Dozens of people have been detained during mass protests in Serbia amid claims that elections earlier this month were rigged in favor of the ruling party.
Thousands gathered outside a police station in the capital, Belgrade, on Monday evening demanding the release of at least 38 demonstrators believed to have been arrested. Authorities fired tear gas into a crowd that attempted to storm the city hall the day before, while the opposition called on the West to investigate the vote.
Activists blocked traffic as part of the eighth consecutive day of protests since parliamentary and local elections on December 17, which saw the governing coalition win a majority in the national assembly.
President Aleksandar Vučić’s populist Serbian Progressive Party, which has held power since 2012, declared victory despite concerns from an international observer mission that the vote “was marred by harsh rhetoric, bias in the media, pressure on public sector employees and misuse of public resources.
Serbian independent election monitor CRTA concluded that the results of hotly contested races in the capital “fail to mirror the genuine will of the residents who cast their votes.”
In a statement, the U.S. ambassador in Belgrade, Christopher R. Hill, said that “all of Serbia’s citizens have a right to be heard and a responsibility to express their political views peacefully and without resort to violence.”
However, Russian Ambassador to Serbia Alexander Botsan-Kharchenko has claimed the opposition is seeking to overthrow the government “based on the experience of the Maidan” that saw Ukraine’s Moscow-backed government ousted in 2014 in protests against corruption and government brutality.
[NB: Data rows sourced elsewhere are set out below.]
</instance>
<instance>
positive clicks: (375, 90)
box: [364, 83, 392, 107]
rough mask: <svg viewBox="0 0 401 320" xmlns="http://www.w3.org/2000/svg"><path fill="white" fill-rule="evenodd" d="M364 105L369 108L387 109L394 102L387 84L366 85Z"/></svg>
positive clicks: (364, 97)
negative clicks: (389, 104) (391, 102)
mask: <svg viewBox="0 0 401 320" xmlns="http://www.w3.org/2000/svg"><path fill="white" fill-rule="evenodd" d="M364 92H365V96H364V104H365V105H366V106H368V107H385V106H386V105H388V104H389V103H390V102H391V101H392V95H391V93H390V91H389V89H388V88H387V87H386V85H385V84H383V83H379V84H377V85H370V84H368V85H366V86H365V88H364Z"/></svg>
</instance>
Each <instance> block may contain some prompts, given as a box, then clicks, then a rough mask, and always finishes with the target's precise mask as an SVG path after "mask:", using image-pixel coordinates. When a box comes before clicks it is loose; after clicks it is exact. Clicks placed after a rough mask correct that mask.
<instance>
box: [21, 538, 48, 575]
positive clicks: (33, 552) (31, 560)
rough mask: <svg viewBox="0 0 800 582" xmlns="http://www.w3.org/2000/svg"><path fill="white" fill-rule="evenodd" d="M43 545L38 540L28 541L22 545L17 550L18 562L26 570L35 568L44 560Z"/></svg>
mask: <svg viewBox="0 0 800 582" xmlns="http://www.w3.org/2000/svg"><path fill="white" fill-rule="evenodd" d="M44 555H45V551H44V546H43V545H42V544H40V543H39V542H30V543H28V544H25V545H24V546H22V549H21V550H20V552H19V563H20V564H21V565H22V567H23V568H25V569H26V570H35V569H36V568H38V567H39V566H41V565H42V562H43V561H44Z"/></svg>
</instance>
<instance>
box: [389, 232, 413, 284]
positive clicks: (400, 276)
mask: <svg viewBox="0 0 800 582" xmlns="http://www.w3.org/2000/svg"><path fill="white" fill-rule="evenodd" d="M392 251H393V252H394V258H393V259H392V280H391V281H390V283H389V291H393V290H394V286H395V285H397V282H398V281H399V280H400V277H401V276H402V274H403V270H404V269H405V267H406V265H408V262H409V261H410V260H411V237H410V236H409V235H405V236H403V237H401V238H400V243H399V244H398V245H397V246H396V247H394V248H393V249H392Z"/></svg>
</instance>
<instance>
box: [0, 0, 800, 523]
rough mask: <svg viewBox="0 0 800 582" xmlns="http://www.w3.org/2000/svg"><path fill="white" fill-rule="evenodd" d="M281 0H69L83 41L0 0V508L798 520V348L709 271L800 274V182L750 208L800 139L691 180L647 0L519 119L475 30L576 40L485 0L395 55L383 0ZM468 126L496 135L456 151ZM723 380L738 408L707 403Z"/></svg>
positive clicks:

He presented no evidence to support claims of outside interference, and Washington has repeatedly called for calm.
Vučić has sought to strengthen economic ties with the EU but has at the same time pursued closer political relations with the Kremlin even since the start of the full-scale invasion of Ukraine. Tensions have also flared in recent months with neighboring Kosovo, amid warnings of renewed ethnic violence in the partly recognized state that Serbia maintains is its own territory.